For creating a tidy data set of wearable computing data originally from http://archive.ics.uci.edu/ml/datasets/Human+Activity+Recognition+Using+Smartphones
- README.md -- you are reading it right now
- CodeBook.md -- codebook describing variables, the data and transformations
- run_analysis.R -- actual R code
Create one R script called run_analysis.R that does the following.
- Merges the training and the test sets to create one data set.
- Extracts only the measurements on the mean and standard deviation for each measurement.
- Uses descriptive activity names to name the activities in the data set
- Appropriately labels the data set with descriptive variable names.
- From the data set in step 4, creates a second, independent tidy data set with the average of each variable for each activity and each subject.
It should run in a folder of the Samsung data (the zip had this folder: UCI HAR Dataset) The script assumes it has in it's working directory the following files and folders:
- 'activity_labels.txt': Links the class labels with their activity name.
- 'features.txt': List of all features.
- 'train/X_train.txt': Training set.
- 'train/y_train.txt': Training labels.
- 'test/X_test.txt': Test set.
- 'test/y_test.txt': Test labels.
The output is created in working directory with the name of tidy2.txt
Note: the R script is built to run without including any libraries for the purpose of this course.

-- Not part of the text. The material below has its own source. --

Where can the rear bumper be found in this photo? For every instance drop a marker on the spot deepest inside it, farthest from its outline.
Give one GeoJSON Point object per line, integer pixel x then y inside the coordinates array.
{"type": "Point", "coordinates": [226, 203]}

It follows the goals step by step.
-
Change 'path'
-
Check the working directory location of the CSV files exist
-
Conform activityName column from activity_labels.txt
-
Conform column names from features.txt
-
Transpose the rows to columns
-
Create training dataset
-
Set the column names
-
Create training activity dataset
-
Merge training activity dataset with activity name
-
Create big activity dataset
-
Repeat same for test activity dataset
-
Create tidy dataset
-
-
Final step:
- Write the new tidy set into a text file called tidy2.txt, formatted similarly to the original files.